O dólar encerrou esta segunda-feira (13) em queda e voltou a ficar abaixo de R$ 5 pela primeira vez desde março de 2024, em um dia marcado por volatilidade no mercado de câmbio. Apesar de ter iniciado o pregão em alta, impulsionado pela aversão ao risco diante das incertezas geopolíticas, a moeda norte-americana inverteu o movimento ao longo da tarde. A mudança ocorreu após declarações do presidente dos Estados Unidos, Donald Trump, indicando a possibilidade de retomada das negociações de paz com o Irã. Ao final do dia, o dólar registrou recuo de 0,30%, cotado a R$ 4,996, após atingir a mínima de R$ 4,983.
O comportamento da moeda refletiu o cenário internacional instável, especialmente em meio à falta de avanços concretos nas tratativas envolvendo o conflito no Oriente Médio.
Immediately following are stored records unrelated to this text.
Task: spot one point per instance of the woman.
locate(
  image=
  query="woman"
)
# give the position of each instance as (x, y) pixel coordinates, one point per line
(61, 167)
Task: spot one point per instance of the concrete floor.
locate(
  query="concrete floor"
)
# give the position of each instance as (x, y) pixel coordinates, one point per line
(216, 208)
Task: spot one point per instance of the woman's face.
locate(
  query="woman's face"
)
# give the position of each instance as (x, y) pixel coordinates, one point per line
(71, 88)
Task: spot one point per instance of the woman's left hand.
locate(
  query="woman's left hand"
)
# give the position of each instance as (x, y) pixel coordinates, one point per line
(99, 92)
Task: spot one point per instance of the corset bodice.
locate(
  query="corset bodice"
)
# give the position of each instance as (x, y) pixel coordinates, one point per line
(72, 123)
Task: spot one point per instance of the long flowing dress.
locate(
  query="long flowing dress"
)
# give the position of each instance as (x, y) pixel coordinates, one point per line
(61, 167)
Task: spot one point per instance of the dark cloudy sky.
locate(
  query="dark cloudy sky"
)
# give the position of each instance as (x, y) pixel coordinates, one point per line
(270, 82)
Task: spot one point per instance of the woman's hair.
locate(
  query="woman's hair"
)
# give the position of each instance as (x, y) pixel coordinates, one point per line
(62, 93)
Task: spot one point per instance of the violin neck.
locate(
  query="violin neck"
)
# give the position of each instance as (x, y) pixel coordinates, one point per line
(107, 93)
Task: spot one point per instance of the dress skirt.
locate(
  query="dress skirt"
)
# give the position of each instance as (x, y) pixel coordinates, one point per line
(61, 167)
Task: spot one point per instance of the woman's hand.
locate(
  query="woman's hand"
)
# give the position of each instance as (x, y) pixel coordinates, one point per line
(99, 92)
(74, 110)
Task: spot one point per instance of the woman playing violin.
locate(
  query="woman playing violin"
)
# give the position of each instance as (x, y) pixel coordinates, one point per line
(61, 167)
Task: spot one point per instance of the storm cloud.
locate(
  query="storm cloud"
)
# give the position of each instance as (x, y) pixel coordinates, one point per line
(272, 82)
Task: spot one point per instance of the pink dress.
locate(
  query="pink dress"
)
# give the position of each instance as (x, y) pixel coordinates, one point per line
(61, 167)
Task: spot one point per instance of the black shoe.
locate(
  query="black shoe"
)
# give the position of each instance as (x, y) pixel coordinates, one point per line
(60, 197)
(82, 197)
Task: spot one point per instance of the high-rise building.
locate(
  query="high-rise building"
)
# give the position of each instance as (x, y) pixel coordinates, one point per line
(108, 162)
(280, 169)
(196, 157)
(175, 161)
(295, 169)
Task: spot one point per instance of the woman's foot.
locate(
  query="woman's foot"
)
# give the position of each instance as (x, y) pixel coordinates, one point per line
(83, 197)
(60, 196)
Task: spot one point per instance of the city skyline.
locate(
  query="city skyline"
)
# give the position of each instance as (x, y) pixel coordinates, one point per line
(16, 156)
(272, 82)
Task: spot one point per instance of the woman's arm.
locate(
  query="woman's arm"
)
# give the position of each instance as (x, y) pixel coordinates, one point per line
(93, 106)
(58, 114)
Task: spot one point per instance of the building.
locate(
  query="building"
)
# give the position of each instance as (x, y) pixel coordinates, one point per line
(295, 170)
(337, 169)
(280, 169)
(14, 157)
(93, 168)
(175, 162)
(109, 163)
Em geral, períodos de incerteza global tendem a fortalecer o dólar, considerado um ativo seguro. No entanto, analistas apontam que o contexto atual tem gerado dúvidas em relação à própria economia dos Estados Unidos, que enfrenta alto nível de endividamento e pode ter seus gastos ampliados em função de tensões externas, pressionando a moeda. No mesmo período, o índice DXY, que mede o desempenho do dólar frente a outras moedas fortes, também apresentou queda.
Ao longo de 2026, a moeda norte-americana já acumula desvalorização de cerca de 9% frente ao real. Especialistas atribuem o movimento a uma combinação de fatores, incluindo o aumento da percepção de risco associado à política econômica dos Estados Unidos, avaliações elevadas de empresas americanas e o ambiente de instabilidade geopolítica global. Esse cenário tem levado investidores a redirecionar recursos para mercados emergentes, como o Brasil, considerados mais atrativos no momento. A migração de capital, com a venda de ativos em dólar e compra de ativos em reais, contribui diretamente para a queda da moeda norte-americana frente à brasileira.